Again, there is a clear way to respond. Jewish and queer groups in the Northwest have joined communities of color and feminist groups to fight back against propagandists of white supremacy and homophobia in their strongholds. Each group targeted by the far right in that region is small, but together Jews, queers, Latinos and the other communities under attack have begun to succeed. After defeating a proposed anti-queer law in Oregon, they’ve continued to do the hard grassroots work fighting white supremacist and homophobic groups throughout the region.

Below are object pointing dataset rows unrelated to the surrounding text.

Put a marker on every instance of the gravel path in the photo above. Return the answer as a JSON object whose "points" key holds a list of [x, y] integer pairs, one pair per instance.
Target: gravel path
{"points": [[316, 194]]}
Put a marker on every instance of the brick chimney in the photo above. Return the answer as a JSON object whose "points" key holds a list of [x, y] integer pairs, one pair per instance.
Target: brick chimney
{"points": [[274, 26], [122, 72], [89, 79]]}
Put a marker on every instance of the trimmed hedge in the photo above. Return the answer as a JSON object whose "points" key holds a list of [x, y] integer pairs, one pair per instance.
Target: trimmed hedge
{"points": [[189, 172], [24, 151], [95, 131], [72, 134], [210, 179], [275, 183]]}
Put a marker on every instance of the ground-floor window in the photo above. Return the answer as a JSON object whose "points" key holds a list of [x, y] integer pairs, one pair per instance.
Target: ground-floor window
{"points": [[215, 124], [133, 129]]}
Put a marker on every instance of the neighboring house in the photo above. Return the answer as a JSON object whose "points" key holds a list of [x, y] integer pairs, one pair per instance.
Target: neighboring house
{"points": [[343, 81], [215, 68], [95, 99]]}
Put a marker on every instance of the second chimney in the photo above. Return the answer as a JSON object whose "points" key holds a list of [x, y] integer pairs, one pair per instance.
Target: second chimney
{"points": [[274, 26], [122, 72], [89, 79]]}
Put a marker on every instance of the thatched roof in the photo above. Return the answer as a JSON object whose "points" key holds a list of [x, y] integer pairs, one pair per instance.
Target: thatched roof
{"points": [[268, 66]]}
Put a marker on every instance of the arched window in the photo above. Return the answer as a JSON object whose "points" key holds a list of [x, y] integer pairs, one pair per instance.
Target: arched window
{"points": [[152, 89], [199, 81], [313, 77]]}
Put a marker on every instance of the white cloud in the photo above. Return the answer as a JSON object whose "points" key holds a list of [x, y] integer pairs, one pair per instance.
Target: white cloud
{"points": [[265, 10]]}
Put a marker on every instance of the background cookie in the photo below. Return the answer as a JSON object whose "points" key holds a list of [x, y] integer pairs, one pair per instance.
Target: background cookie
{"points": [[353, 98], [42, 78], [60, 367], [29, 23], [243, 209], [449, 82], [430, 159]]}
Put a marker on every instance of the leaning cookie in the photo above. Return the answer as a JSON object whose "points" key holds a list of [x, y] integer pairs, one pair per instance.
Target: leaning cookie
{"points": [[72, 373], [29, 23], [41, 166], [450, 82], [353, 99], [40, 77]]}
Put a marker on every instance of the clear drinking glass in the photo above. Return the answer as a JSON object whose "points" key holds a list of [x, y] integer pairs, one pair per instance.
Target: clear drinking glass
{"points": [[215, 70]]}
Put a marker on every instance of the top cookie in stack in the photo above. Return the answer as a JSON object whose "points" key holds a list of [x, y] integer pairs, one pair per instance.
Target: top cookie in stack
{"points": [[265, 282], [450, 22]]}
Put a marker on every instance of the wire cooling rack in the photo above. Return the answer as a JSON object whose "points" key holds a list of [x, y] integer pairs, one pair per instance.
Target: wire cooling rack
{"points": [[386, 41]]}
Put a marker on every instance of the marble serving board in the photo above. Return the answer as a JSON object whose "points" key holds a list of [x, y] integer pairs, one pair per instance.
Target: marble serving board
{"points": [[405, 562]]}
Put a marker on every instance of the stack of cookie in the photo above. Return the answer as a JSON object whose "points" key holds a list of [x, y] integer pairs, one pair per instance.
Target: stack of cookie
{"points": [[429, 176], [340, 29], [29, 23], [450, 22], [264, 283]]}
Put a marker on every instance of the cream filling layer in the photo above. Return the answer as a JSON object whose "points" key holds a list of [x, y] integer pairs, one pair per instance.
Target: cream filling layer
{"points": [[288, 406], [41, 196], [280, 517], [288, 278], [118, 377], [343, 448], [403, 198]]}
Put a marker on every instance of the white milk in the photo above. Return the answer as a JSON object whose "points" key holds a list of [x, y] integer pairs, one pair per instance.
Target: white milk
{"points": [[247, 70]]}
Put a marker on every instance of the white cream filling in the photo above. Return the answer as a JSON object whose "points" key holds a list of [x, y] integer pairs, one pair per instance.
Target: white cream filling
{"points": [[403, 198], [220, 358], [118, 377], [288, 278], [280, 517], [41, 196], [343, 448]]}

That lesson, however, has not reached the “mainstream” Jewish leadership, which has cozied up to high-profile right wingers. In 2002, Robertson was awarded a “State of Israel Friendship Award,” and the Israeli Embassy threw Falwell a prayer breakfast––in both cases because of their enthusiastic support for the Occupation. Queers know this dynamic all too well—the 1998 endorsement of Al D’Amato by the Human Rights Campaign, for instance—and we know that fighting self-appointed “community leaders” is often a sad necessity.
What’s striking here is how much the self-appointed Jewish leadership agrees with those they condemn most. The prominent Jews who honor Robertson and Falwell say the same thing as those who attack Jews in Casablanca to avenge the dead of Gaza. They say, with Lawrence Mass, that the Jewish people is the same thing as the state of Israel and its government. This is why Moroccan Jews can be attacked for Ariel Sharon’s war crimes, and why American Jews can be called traitors for refusing to support those war crimes. This is why the Anti-Defamation League and American Jewish Congress prefer to ally themselves with the Christian far Right, rather than the queer communities and communities of color attacked by those who hate Jews just as much.
So, once again, let’s take Mass’ advice and “cut through a lot of the bullshit.” Most Jews live outside of the state of Israel. We’ve voted with our feet, and for the past 50 years mainly the desperate have migrated to the “homeland”—refugees from the Soviet Union’s collapse and from Argentina’s Dirty War and economic catastrophe. Some Israeli Jews are leaving, disgusted with their government’s oppressive policies or simply fleeing the danger those policies put them in. But many are staying to fight those policies, and queers are very visible among them: refusing to serve in the occupying army, agitating for Palestinian human rights and against militarism. They have the support of many Jews elsewhere, especially Jewish queers, who make up a large part of groups like New York’s Jews Against the Occupation and San Francisco’s Jewish Voices For Peace. All share one basic message: the state of Israel does not speak for us. It claims to act in our name, but only endangers us. What should Larry Kramer do? Work to end the Israeli Occupation, and struggle for justice at home––act up, fight back!
Daniel Lang/Levitsky works with Jews Against the Occupation.
Lawrence Mass’ essay “Jews, Anti-Semiticism, Mass Murder, and Silence appeared in the October 23-29 issue of Gay City News and is available online at www.gaycitynews.com/gcn_243/jewantisemitism.html.